ブランゼルはガニアの息子であるグレッグ・ガニアとのハイ・フライヤーズでAWA世界タッグ王座に何回も就いているタッグ屋であり、2年前のニックのパートナーであったブラックジャック・ランザより動けました。
ロビンソンのパートナーはNWA世界ジュニア・ヘビー級王者のソントン。
同王座は2月にオクラホマでロン・スターが王座決定トーナメント決勝でソントンを破り王者となりましたが素行不良を理由にベルトは剥奪され、ソントンが後釜の王者になっていました。やはり2年前の年齢的に衰えが目立ったワイルド・アンガスより動きは上だったと思います。

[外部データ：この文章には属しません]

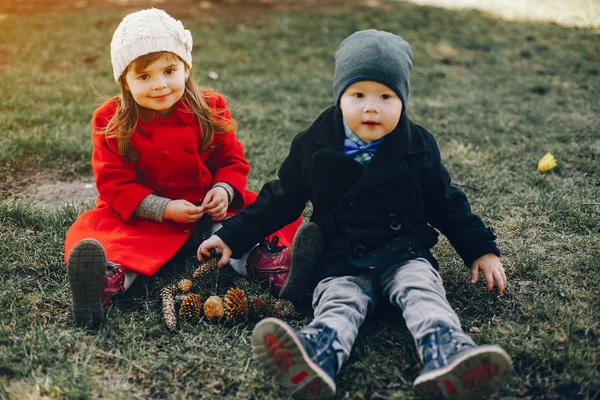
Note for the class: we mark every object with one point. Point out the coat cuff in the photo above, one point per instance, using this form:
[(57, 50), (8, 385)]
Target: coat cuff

11月28日、後楽園ホールでの開幕戦ではリッキー、スレーターのコンビがブッチャー、カマタ組と対戦。ブッチャーがリッキーに反則勝ちとなりました。ファンクスはシーク、メフィスト組にリングアウト勝ち。
12月5日、高知県民体育館でのファンクスvsブッチャー、カマタ組は両者反則の無得点試合となりました。
12月11日、蔵前国技館での最終戦ではブッチャー、カマタ組とシーク、メフィスト組がセミファイナルで対戦。
ブッチャーの入場の際、全日本プロレスの会場にはおよそ似つかわしくなかった梶原一騎とユセフ・トルコの姿を日本テレビのカメラがしっかりと捉えています。
果たして、梶原とトルコは何の目的で全日本の会場に姿を現したのか…。試合は7分45秒両チームリングアウトの無得点試合となり8点のブッチャー、カマタ組はメインのファンクスvs馬場、鶴田組戦の結果待ち。
メインで行われたファンクスvs馬場、鶴田組は時間切れ寸前の43分50秒、鶴田がテリーにリングアウト勝ちで9点となり、馬場、鶴田組が最多得点を挙げて2年ぶりに優勝しております。
新日本プロレスのMSGタッグ・リーグ戦は猪木、ボブ・バックランド組の帝王コンビが優勝。新日本は優勝決定戦を大阪に持って来た為、がっぷりの興行戦争にはなりませんでした。
両団体のタッグ・リーグ戦はデイリースポーツ編集局より「これがタッグだ!」という写真集が発売され当時2800円とそれなりの値段でしたが売れ行きは好調でした。
しかし、この年の全日本プロレスは東京でのビッグマッチは最強タッグの蔵前大会のみで、スタン・ハンセンの台頭で勢いを増した新日本プロレスは蔵前5回、東京体育館2回、日本武道館1回と年8回都心の1万人希望の大会場でビッグマッチを開催し、観客動員、テレビ視聴率では全日本を完全に凌駕しています。
鶴田個人でもチャンピオン・カーニバル優勝以外は2度のUNヘビー級王座転落がありさしたる話題もなく、東スポプロレス大賞年間ベストバウトは最強タッグ蔵前のファンクスvs馬場、鶴田組が獲得したものの、東スポが両団体のパワーバランスを考慮したに過ぎず、馬場の考えるプロレスとファンのニーズが一致しなくなりつつありました。